With Tax Day looming, you may be wondering how the recent federal tax reform legislation affects you.

Nearly all the tax changes went into effect this year, so your 2017 return will follow the old tax code. But you are likely to see many other benefits, from a fatter paycheck to a stronger economy. Lowered rates for individuals and businesses mean you will keep more of your earnings and have access to greater career opportunities than you did before.

On the individual side, tax rates are not only lower, but the income threshold for most tax brackets has been raised. That means more money in your pocket to pay the bills or save for your future.

Tax cuts and the individual taxpayer

The Treasury Department estimates 90 percent of Americans will receive a tax cut under the new rules. A single taxpayer earning $50,000 will take home nearly $50 more each week. In case you were wondering, these savings are already reflected in your paychecks, so there’s no need to feel guilty about splurging on that slice of avocado toast.

Millennials can also take advantage of a roughly doubled standard deduction of $12,000 for single filers and $24,000 for married couples. That money is completely exempt from federal taxation, and taking the standard deduction means you don’t have to fret about itemizing every obscure deduction you qualify for. Adulting just got a little easier.

The benefits of tax reform don’t stop with lower tax bills. The lowered corporate tax rate will lead to greater investment and higher wages for young workers. Companies nationwide have already announced a raft of bonuses, pay raises and expanded benefits due to tax reform.

Apple is giving most employees $2,500 stock bonuses, building a new campus and hiring 20,000 new employees. Chipotle announced $1,000 cash bonuses for restaurant workers as well as improved parental leave. Disney also announced bonuses and is creating a $50 million program to help employees pursue higher education and vocational training.
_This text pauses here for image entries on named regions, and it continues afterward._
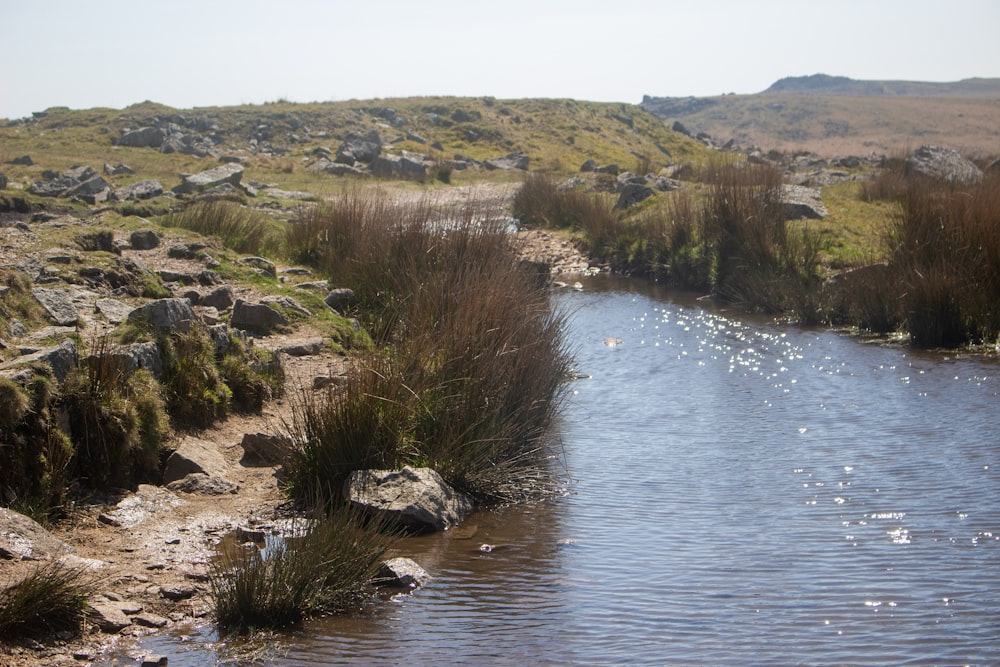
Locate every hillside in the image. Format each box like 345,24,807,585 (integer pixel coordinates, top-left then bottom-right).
640,75,1000,157
0,97,707,197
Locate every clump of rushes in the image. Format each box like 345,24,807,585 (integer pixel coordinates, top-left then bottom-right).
62,337,170,488
289,193,569,501
163,200,280,255
210,509,394,632
0,561,93,639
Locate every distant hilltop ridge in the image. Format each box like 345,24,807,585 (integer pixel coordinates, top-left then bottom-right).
763,74,1000,98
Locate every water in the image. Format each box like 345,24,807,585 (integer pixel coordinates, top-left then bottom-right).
101,278,1000,667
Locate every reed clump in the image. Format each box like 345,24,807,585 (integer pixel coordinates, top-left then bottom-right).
209,510,394,633
289,193,568,500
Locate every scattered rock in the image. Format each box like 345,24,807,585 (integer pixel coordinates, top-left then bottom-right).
126,299,198,331
97,484,184,528
129,229,160,250
781,185,830,220
229,299,288,335
174,162,243,194
374,558,431,590
906,146,983,183
89,600,132,633
163,436,229,484
31,287,80,327
344,466,473,532
0,507,73,560
240,433,292,466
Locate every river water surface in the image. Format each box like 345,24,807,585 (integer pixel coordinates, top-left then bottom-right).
105,278,1000,667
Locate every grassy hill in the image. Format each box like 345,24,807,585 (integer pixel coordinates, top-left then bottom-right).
0,97,708,192
640,75,1000,157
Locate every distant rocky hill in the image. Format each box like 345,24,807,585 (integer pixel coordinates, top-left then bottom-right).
764,74,1000,100
640,74,1000,157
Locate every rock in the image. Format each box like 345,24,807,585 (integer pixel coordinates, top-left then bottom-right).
201,286,234,310
780,185,830,220
31,287,80,327
373,558,431,590
336,130,382,165
0,507,73,560
483,151,530,171
160,585,198,602
129,229,160,250
174,162,243,194
277,338,323,357
167,472,239,496
97,484,184,528
0,338,78,382
615,183,656,209
906,146,983,183
94,299,132,324
126,299,198,331
260,294,312,317
115,127,167,148
323,287,358,313
111,178,163,201
229,299,288,335
89,600,132,633
240,433,292,466
104,162,135,176
163,436,229,484
344,466,473,532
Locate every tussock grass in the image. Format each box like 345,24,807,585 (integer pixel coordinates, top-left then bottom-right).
162,200,280,255
0,561,94,639
210,510,394,632
289,193,568,499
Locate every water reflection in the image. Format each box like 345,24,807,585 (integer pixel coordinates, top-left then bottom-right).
99,280,1000,665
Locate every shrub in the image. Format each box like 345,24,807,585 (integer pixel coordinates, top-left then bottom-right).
0,561,94,639
210,510,394,632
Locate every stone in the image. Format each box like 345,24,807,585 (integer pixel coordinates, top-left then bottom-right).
94,299,132,324
229,299,288,335
97,484,184,528
336,130,382,165
0,338,79,382
323,287,358,313
0,507,73,560
780,185,830,220
174,162,243,194
111,178,163,201
906,146,983,184
167,472,239,496
115,127,167,148
126,299,198,331
129,229,160,250
240,433,292,466
483,151,530,171
163,436,229,484
343,466,473,533
373,558,431,590
31,287,80,327
201,286,234,310
88,600,132,633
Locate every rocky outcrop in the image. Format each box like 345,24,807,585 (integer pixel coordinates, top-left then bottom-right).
344,466,473,533
780,185,830,220
906,146,983,183
0,507,73,560
174,162,243,194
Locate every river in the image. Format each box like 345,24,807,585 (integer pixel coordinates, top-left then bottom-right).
98,277,1000,667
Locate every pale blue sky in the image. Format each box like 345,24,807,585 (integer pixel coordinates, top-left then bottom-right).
0,0,1000,118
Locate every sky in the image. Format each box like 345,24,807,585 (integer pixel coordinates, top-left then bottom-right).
0,0,1000,118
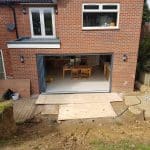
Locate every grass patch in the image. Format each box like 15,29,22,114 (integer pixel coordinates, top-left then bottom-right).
90,140,150,150
0,101,13,113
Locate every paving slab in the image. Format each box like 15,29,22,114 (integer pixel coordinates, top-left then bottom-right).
125,94,150,118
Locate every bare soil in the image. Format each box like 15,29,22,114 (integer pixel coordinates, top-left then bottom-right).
0,102,150,150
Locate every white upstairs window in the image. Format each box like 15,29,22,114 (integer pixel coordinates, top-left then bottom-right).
0,50,6,79
29,7,56,38
82,3,120,30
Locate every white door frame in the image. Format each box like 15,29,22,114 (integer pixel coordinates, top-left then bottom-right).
0,49,6,80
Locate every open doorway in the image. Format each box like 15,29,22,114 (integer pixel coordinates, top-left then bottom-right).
37,55,112,93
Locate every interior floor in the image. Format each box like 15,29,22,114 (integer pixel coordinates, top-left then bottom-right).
46,54,110,93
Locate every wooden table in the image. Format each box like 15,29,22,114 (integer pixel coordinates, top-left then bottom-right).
63,66,92,79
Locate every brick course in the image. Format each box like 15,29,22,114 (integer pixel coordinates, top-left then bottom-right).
0,0,143,93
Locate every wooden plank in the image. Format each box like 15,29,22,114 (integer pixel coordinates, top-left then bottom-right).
58,102,116,120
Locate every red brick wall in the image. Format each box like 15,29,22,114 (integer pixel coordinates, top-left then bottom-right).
0,0,143,93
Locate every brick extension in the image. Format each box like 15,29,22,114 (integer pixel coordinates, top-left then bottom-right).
0,0,143,93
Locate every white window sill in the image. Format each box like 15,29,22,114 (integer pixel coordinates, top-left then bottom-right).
7,44,60,49
7,38,60,49
82,27,119,30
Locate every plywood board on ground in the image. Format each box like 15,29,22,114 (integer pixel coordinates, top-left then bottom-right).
58,102,116,120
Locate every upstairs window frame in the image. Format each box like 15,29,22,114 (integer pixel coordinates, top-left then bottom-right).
0,49,6,80
29,7,56,38
82,3,120,30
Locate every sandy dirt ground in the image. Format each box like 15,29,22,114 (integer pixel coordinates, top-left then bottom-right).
0,102,150,150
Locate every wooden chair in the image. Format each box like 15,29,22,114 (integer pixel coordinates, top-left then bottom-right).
71,68,80,79
80,68,90,78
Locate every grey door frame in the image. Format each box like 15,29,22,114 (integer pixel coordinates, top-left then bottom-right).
36,52,114,93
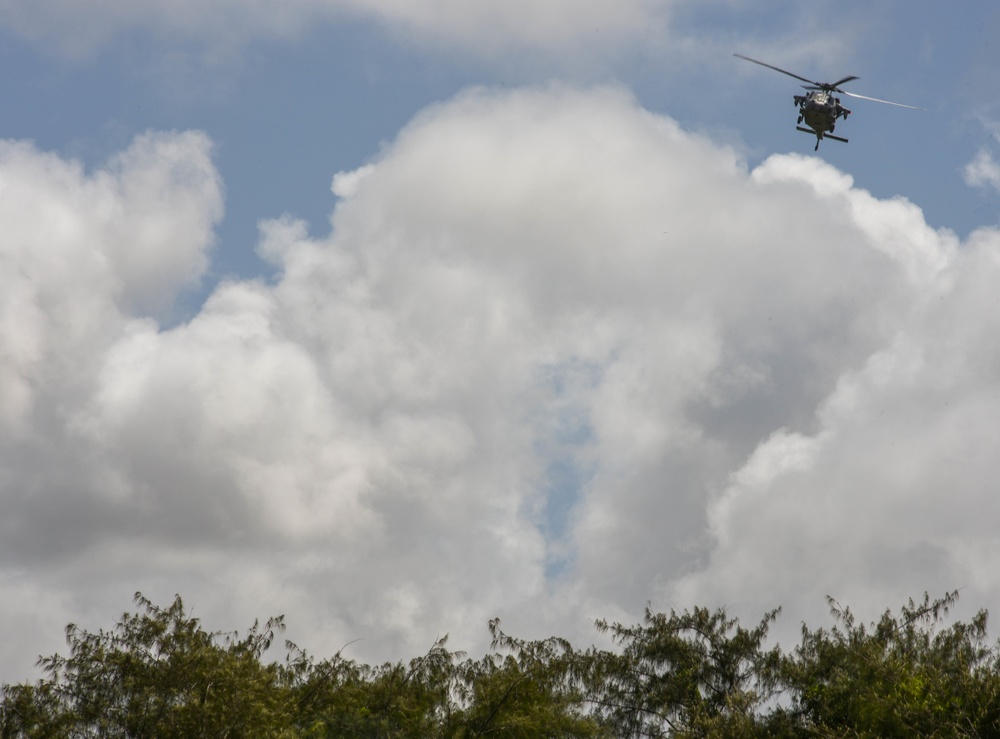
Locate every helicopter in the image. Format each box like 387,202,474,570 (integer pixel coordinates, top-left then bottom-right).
733,54,926,151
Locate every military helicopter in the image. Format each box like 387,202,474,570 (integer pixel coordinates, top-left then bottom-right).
733,54,926,151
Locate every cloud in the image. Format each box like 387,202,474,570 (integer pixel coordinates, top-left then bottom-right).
0,86,998,677
963,149,1000,191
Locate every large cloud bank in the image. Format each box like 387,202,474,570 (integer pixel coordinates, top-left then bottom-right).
0,88,1000,679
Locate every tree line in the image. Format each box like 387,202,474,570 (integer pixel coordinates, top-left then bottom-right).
0,591,1000,739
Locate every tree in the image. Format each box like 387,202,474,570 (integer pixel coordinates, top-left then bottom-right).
782,591,1000,737
448,619,610,739
583,608,780,737
0,593,290,737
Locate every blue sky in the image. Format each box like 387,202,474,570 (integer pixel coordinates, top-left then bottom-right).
0,0,1000,680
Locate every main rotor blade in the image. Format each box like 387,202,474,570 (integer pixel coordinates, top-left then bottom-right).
840,90,927,110
830,74,861,92
733,54,823,87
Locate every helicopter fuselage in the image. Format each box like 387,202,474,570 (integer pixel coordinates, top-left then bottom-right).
793,90,851,148
794,90,851,138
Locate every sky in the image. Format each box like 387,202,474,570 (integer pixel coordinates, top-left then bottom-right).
0,0,1000,681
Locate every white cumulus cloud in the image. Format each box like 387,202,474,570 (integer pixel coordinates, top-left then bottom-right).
0,86,1000,677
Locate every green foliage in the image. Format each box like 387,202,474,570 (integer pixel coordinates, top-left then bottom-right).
0,594,288,738
783,592,1000,737
585,608,781,737
0,593,1000,739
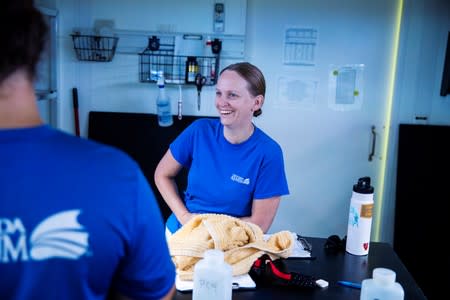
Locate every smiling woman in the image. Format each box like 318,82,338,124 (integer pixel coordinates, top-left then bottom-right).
154,62,289,237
Companies benefit greatly from tax relief

Big businesses aren’t the only ones sharing their tax reform windfalls with employees. Bruns General Contracting in Tipp City, Ohio, is buying more equipment and strengthening retirement benefits. The owners of Don Ramon Restaurant in West Palm Beach, Fla., plan to expand their business and hike pay for employees. Wherever you live, tax reform is helping your local businesses thrive.

The success of small businesses matters deeply to millennials, who surveys indicate are more entrepreneurial-minded than older generations. Two-thirds of young people say they would like to start their own company, and thanks to the new tax code, more of them will have the opportunity to become their own boss and grow a successful business.

In fact, many who were initially skeptical of the law are changing their minds after seeing how it is giving a boost to small businesses.

Erin Parker, a high school history teacher in San Antonio, is a political independent who tends to vote Democratic. She at first doubted the tax law would do much to improve the economy, but she says the bill will likely help the technology start-up that employs her husband.

“Hearing about the implications for my husband’s business improved my view of it a bit,” she told The New York Times.

Thanks to tax reform, small business owners nationwide are the most optimistic they’ve been in decades.

Small businesses are optimistic about tax reform

The small business optimism index by the National Federation of Independent Business (NFIB) rose to 107.6 points in February, the highest reading since 1983.

NFIB President and CEO Jaunita Duggan credits lower taxes and reduced regulatory burdens for the renewed optimism. “When small business owners have confidence and certainty in the economy, they’re able to hire more workers and invest in their businesses,” she said.

In the past two years, small business owners reported that taxes and regulations were their biggest problems. Today, they say their biggest problem is finding qualified employees – an indication of the high demand for workers in our strengthened economy.

It’s no coincidence that small business optimism peaked in the 1980s. President Ronald Reagan’s 1981 Economic Recovery Act cut individual rates by 23 percent. Five years later, per-capita disposable income rose more than $2,700 and the economy added nearly 12 million new jobs.

Contrast these numbers with the economy after the 2009 “economic stimulus” that millennials were treated to. Per-capita disposable income rose by just $798 after five years and the economy added a relatively paltry 2.2 million jobs.

Get ready for a prosperous economy

With tax reform now rocketing the economy forward as it did during the Reagan era, young people are set to experience tax savings and wage growth unlike anything our generation has experienced. That thought should take some of the sting out of tax filing season.

David Barnes is the director of policy for Generation Opportunity Institute.